X = global_terrorism_year_counts.iyear.values
Y = global_terrorism_year_counts.attack_counts.values
X = X.reshape(-1, 1)
Y = Y.reshape(-1, 1)
reg = LinearRegression().fit(X, Y)
reg.score(X, Y)
#reg.coef
We can look at the plot to see that this is not a good regression for our data.
plot.figure(figsize=(15,6))
plot.scatter(X, Y, color='black')
plot.plot(X, reg.predict(X), color='blue', linewidth=3)
plot.show()
Using statsmodels api, we can get more info on the regression.
models = sm.OLS(Y,X)
results = models.fit()
print(results.summary())
First, we have the dependent variable and the model and the method. OLS stands for Ordinary Least Squares and the method “Least Squares” means that we’re trying to fit a regression line that would minimize the square of the distance from the regression line.

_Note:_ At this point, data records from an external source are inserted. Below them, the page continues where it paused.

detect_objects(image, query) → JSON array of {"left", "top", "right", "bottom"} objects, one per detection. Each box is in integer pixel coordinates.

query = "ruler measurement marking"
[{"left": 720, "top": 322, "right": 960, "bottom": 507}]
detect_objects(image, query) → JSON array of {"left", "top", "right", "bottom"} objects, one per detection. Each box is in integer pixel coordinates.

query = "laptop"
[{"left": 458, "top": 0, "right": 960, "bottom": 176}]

The coefficient of 1.9619 means as the RM variable increases by 1, the predicted value of MDEV increases by 1.9619. A few other important values are the R-squared, the percentage of variance our model explains. Here it is very low which suggests that this is a bad fit; the standard error which is the standard deviation of the sampling distribution from the mean is very large indicating the bag fit.
We can add the region variable and check for improvement. However, the region data is missing several variables. We can obtain another data set by grouping by years and region.
Also, further analysis would focus on the US and analyze the relationship between the number of attacks, the attack type, the location of attacks, the type of attack and more.